Relevance and affordability are paramount aspects of retaining association members and engaging prospects. In an era driven by technology, data can help leaders guide their organizations forward with great focus and effectiveness — if used properly. Here are ways your association can use data to gain clarity, reduce uncertainty and cultivate member and nonmember growth.
Begin with the end
Consolidating and auditing data can build a better, clearer picture of member needs and how your organization fulfills them. When undergoing such an effort, it’s integral to begin with the end in mind. Think about what you are trying to accomplish over the next 12-18 months, and then layer on what you need to know to maximize your efforts. Ask yourself: “What information is available to me and what is missing? How well do our systems support our ability to be data-driven decision makers? What gaps exist between what we have now and what we need to guide us into the future? Can our systems communicate with one another?” With answers to those questions, a clear roadmap can be created by informed technology leaders, who can then find the right tools to help association executives make the right moves forward.
Learn to let go
Data-driven organizations understand that the quality of data matters more than quantity. Referring to years’ worth of old data that has little to no value can stall an organization’s progress. Keeping up means learning how to let go. Instead, look to current data warehouses and best practices to stay up to date with current demand. For example, you shouldn’t reference data from several years ago to learn what content people are interested in today or tomorrow; instead, utilize Google Analytics and other information from current data to make smarter decisions at the pace of your members rather than living in the past.

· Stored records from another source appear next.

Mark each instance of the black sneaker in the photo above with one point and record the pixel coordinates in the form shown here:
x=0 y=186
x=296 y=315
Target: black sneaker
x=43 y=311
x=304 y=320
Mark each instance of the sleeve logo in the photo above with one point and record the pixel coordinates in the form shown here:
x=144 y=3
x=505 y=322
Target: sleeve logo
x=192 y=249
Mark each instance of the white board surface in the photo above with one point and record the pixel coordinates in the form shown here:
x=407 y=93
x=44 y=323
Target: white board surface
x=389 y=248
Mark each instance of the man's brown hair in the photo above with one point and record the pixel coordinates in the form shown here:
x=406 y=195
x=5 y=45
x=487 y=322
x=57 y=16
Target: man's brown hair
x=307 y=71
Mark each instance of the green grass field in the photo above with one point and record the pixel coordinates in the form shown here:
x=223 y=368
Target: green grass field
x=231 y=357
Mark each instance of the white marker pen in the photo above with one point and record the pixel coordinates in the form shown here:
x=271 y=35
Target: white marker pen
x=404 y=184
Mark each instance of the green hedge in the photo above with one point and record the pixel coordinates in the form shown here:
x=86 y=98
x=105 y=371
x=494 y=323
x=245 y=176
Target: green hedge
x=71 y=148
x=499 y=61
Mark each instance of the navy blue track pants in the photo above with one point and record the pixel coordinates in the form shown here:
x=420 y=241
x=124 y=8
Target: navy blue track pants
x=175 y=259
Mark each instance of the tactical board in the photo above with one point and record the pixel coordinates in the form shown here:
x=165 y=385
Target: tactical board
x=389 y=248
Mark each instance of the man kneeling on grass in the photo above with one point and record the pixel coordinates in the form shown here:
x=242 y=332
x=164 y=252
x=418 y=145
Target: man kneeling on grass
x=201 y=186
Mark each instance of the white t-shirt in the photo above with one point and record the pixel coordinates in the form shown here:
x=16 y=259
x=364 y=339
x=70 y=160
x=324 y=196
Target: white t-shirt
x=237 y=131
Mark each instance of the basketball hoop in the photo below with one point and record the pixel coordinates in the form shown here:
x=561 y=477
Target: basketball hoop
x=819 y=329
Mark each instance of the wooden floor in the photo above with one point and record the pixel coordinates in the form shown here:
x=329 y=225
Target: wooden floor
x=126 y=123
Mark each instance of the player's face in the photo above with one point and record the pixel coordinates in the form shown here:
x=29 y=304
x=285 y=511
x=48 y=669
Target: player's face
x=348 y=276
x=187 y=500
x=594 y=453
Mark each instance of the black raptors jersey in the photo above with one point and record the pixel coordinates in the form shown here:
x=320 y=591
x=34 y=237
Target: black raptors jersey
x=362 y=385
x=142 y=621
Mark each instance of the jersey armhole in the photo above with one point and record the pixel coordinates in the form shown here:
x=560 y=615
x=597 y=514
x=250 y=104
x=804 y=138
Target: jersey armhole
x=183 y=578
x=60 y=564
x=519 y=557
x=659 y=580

Enhance operational efficiency
Like most association priorities, the foundation of data is critical to your mission. When your technology leaders are aligned with your organization’s overarching goals, they can provide perspectives and plans dedicated to supporting:
- Marketing/communication segmentation strategies
- Non-dues revenue tools based on benchmarking data
- Virtual education and online communities
- Forecasting/scenario planning within analytics platforms
- Event planning/logistics
- Volunteer management
- Content management
Give tech a seat at the table
In too many instances, there is a lack of communication between everyone who touches data within an organization — from the teams that build data collection tools, to those who translate that data into insights, to the executives who use those insights to make big decisions.
Often, analysts are stuck in the middle trying to keep up with or react to plans, and it isn’t until an initiative is complete that IT is given proper context. But by bringing IT leaders into important conversations earlier in the process, they can be more proactive in anticipating needs and providing more innovative solutions.
In that same vein, association and technology leaders need to be in sync. Success is much easier when everyone is heading in the same direction. Bringing IT leaders into these conversations early on enhances operations, fills communication gaps and creates a fruitful partnership that will pay dividends in the long run.
Creating a cohesive understanding of goals and coordinating collaboration across an organization empowers the use of data to gain clarity and reduce uncertainty. As associations enhance their utilization of data and analytics, they can tap into technology to better support, promote and achieve their missions.